Proprio i numerosi freni della risposta immunitaria costituiscono una sfida per il trasferimento alla clinica di quello che abbiamo imparato sul sistema immunitario. Grazie ai progressi della ricerca, infatti, abbiamo capito che questa instabilità genetica può essere un tallone di Achille per il tumore, perché genera nuove molecole che possono essere riconosciute dal sistema immunitario.

Quanti freni conosciamo?
È una bella domanda. In tutto possiamo dire che sono circa una decina, alcuni in fase di sperimentazione clinica, altri ancora in fase preclinica. Il nostro gruppo di ricerca ha, ad esempio, scoperto un nuovo gene di uno di questi freni.

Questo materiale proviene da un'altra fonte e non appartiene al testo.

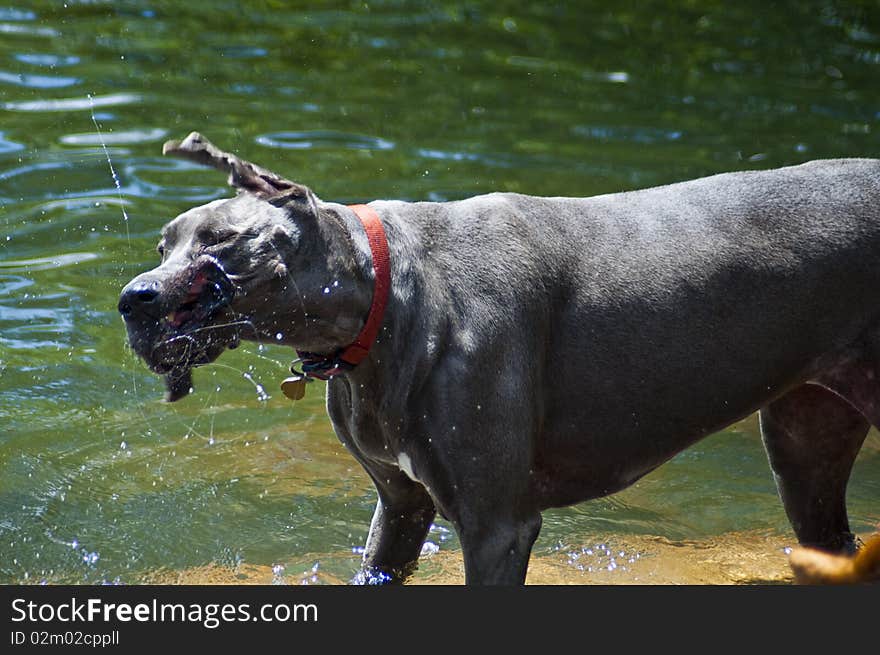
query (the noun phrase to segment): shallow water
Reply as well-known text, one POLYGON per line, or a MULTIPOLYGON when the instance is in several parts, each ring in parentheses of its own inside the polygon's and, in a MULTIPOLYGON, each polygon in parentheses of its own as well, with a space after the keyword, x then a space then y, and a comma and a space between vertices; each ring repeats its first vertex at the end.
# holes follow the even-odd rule
MULTIPOLYGON (((291 352, 245 345, 168 405, 125 345, 117 295, 155 264, 159 228, 228 194, 163 159, 166 138, 198 129, 343 202, 591 195, 880 153, 874 2, 319 6, 0 6, 0 582, 357 567, 374 493, 322 389, 279 393, 291 352)), ((849 504, 857 531, 880 521, 876 434, 849 504)), ((460 580, 449 525, 429 541, 417 579, 460 580)), ((752 418, 547 512, 530 580, 741 581, 674 564, 706 543, 769 553, 744 580, 785 579, 791 541, 752 418), (599 544, 663 566, 609 571, 599 544)))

Lo studio è stato pubblicato nel 2017, e nei prossimi anni sono certo che in tutto il mondo verranno individuati nuovi freni da togliere. E, tuttavia, non possiamo ancora essere soddisfatti dei progressi ottenuti.

Per quali ragioni?
Purtroppo, la maggioranza dei pazienti non risponde a queste terapie: solo 1 su 4 o 1 su 5 ne trae beneficio. Abbiamo bisogno di capire il perché, e di mettere a punto strategie nuove per affrontare con successo anche quella quota di tumori in cui, apparentemente, togliere un tipo particolare di freno non serve. Un altro motivo d’insoddisfazione è la questione della sostenibilità dei costi.

Qual è il pericolo?
Quello di non riuscire a garantire l’accesso alle terapie immunologiche a tutti coloro che ne hanno bisogno. Queste cure sono, infatti, estremamente costose. È fondamentale perciò, per dare a tutti le stesse chance di cura, imparare a non sprecare risorse in altri settori della spesa sanitaria. Su questo tema c’è grande preoccupazione, condivisa su scala internazionale. Entro poco più di 10 anni, infatti, i Paesi più poveri dovranno sopportare il carico maggiore, il 70% dei casi di cancro, con una notevole differenza di aspettative di vita tra i Paesi occidentali e quelli in via di sviluppo.